Bengaluru: As non-communicable diseases such as diabetes, hypertension, thyroid, Parkinson’s and Alzheimer’s remain a growing challenge due to reliance on expensive, reactive care, healthcare experts suggest building a community healthcare system and ‘operating at scale’ in rural and urban areas to help India pave the way to Universal Health Coverage (UHC).
Swami Subramaniam, Physician Scientist, and Aparajithan Srivathsan, hospital strategist, spoke to ET on the sidelines of a discussion of their new book in which the duo has proposed seven principles to make UHC a reality in the country. Underlining some of the challenges in the current system, the book highlighted that “Primary healthcare in its current form is in its death throes. For its revival, it should be transformed into a new version called Comprehensive Health Care.”

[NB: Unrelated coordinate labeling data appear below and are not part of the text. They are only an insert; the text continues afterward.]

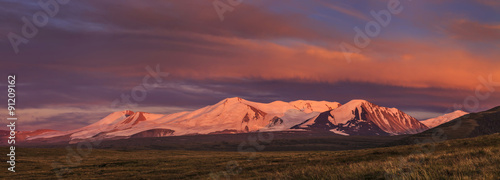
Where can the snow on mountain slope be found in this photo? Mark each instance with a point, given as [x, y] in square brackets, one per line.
[308, 106]
[360, 117]
[228, 115]
[433, 122]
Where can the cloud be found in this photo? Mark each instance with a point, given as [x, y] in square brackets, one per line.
[474, 31]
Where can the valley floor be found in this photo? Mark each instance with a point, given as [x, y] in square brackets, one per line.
[474, 158]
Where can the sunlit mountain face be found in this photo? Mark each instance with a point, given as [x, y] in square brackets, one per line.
[89, 59]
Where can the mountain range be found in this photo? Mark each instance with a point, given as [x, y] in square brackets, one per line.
[237, 115]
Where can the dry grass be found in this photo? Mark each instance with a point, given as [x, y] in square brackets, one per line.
[476, 158]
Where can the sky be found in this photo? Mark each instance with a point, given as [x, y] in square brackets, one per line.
[430, 56]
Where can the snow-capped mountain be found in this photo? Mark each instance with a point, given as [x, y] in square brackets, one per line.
[236, 115]
[232, 115]
[360, 117]
[433, 122]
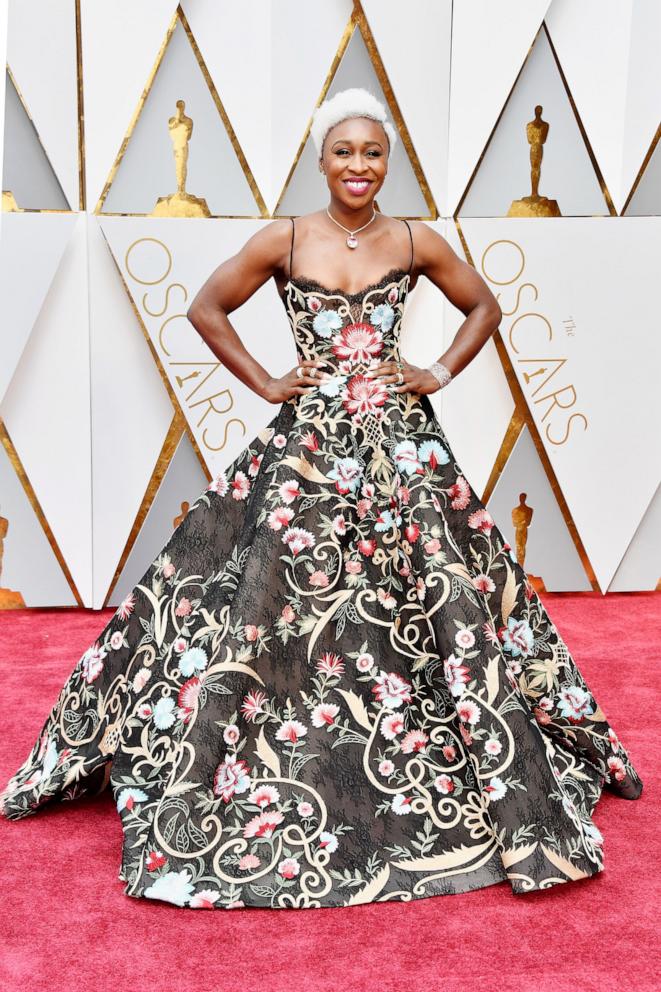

To strengthen the community healthcare system, India needs to think beyond traditional methods and “apply industrial concepts,” Srivathsan said, while adding, “Currently, ASHA workers, though involved in project-based interventions, are not equipped for continuous monitoring, as non-communicable diseases require long-term, consistent care. Therefore, a dedicated cadre of trained health workers is essential, and NGOs are stepping in to fill this gap.”
Subramaniam said India is quite capable of rolling out a national health record system for every citizen. “This will be key to succeeding in delivering UHC and also controlling waste, fraud, and errors in care provision,” he said, emphasising that private provision of healthcare must be firewalled behind a comprehensive frontline system. “Managed through a public healthcare network, otherwise, for-profit supply-driven healthcare will quickly swamp our ability to pay for it.”
The duo suggested one week of intensive training, roughly 40 hours, that can equip community health workers with essential and technological skills and be “the missing link” for the system. “If we target just 1 billion people and assign 1,000 individuals to each community health worker, we would need about 1 million such workers. Even if each earns an average of Rs 5,000 a month, that’s just Rs 500 crore—a manageable amount for a country of our size,” Srivathsan explained.
The community workers would learn how to use blood pressure monitors, measure blood glucose, conduct haemoglobin tests, and use mobile apps to input the data.
The book also speaks about the gaps in Ayushman Bharat and eSanjeevni (telemedicine) that address only one side of the problem while many might not be aware of the benefits or enrolled in the scheme, which community workers can facilitate.